Guerre d'Indochine

Au début de la Seconde Guerre mondiale, les forces nippones occupent la Chine du Sud et le Nord du Tonkin. Tous les ports de Chine sont sous contrôle japonais.

En juin 1940, deux jours après l'annonce par le général Pétain, les japonais adressent au gouverneur général de l'Indochine, le général Catroux, un ultimatum exigeant le contrôle du trafic du port de Haiphong par leurs troupes. Faute d'appui des Etats-Unis et de la flotte britannique d'Extrême-Orient, le gouverneur s'incline.

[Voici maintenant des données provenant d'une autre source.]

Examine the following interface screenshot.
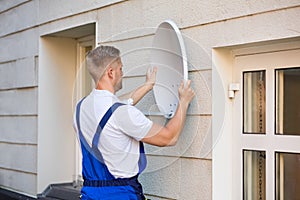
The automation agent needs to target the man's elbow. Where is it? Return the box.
[159,138,178,147]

En juillet 1940, le gouverneur Catroux est remplacé par l'Amiral Decoux, nommé à la tête de l'Indochine par le gouvernement de Vichy. Ce dernier réussit à maintenir la souveraineté française sur l'Indochine jusqu'en 1945, au prix de concessions inévitables.

En septembre 1940, une unité japonaise franchit la frontière du Tonkin près de Lang Son et, après la signature de la convention de Haiphong, les forces japonaises pénètrent au Tonkin et occupent les points stratégiques au nord du Vietnam.

Le Japon respecte, en apparence, les engagements de la convention d'Haiphong, mais favorise le développement de l'agitation indépendante (à partir de mai 1941, naît le Vietminh).

 

Papa combat les japonais présents sur la frontière nord du Tonkin, partie septentrionale du Viêt Nam, au sud des provinces de Yunnan et Guangxi (Chine), à l'est du Laos.

 

En 1942, maman met au monde un garçon, Raymond.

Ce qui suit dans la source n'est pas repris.